Conception du réseau Axelar
La plateforme Axelar est donc un ensemble d’outils dédiés à la communication inter-blockchains. Son point fort est que les développeurs n’ont pas besoin d’intégrations compliquées pour connecter une blockchain au réseau. Une simple API permet d’interagir avec n’importe quelle chaîne.
Les nœuds validateurs
Il faut donc des nœuds validateurs pour maintenir le réseau Axelar et sécuriser sa blockchain. Le mécanisme de consensus utilisé est la preuve d’enjeu déléguée (delegated proof of stake ou DPoS). Ce sont les utilisateurs qui élisent les validateurs en déléguant leur stake. Le pouvoir de vote des validateurs est proportionnel à leur stake.
Les validateurs doivent exécuter le logiciel client de chaque blockchain connectée au réseau Axelar afin de connaître son état. Il n’est pas nécessaire de maintenir un nœud complet (une version légère du client suffit). Ils vont alors s’accorder sur l’état de chaque blockchain connectée au réseau.

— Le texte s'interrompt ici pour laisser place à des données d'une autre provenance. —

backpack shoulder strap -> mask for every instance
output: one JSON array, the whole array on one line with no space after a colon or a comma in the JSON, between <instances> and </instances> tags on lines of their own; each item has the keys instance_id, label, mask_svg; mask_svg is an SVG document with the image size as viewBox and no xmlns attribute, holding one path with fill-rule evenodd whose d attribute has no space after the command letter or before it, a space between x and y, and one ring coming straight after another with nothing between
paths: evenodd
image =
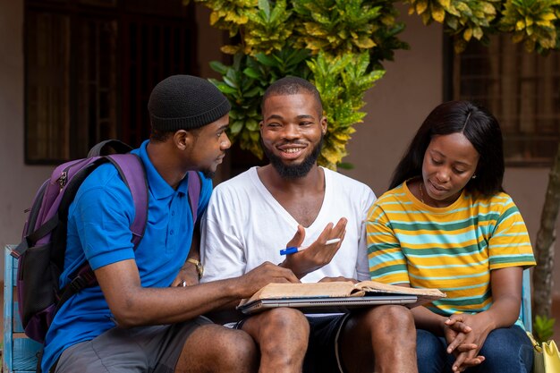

Une fois l’état de ces blockchains (Bitcoin, Ethereum, Stellar, etc.) connu, il est enregistré sur la blockchain d’Axelar.
Signatures à seuil (treshold signatures)
Axelar permet donc de connaître l’état de toutes les blockchains connectées à son réseau à n’importe quel moment. C’est ce qui permet d’établir des ponts (bridges) entre ces blockchains et d’effectuer des opérations cross-chain.
Afin d’exécuter une opération cross-chain, comme un transfert d’actif, les nœuds doivent collectivement approuver l’opération. Ils vont donc co-signer les transactions correspondantes. Le seuil requis est de 80 %.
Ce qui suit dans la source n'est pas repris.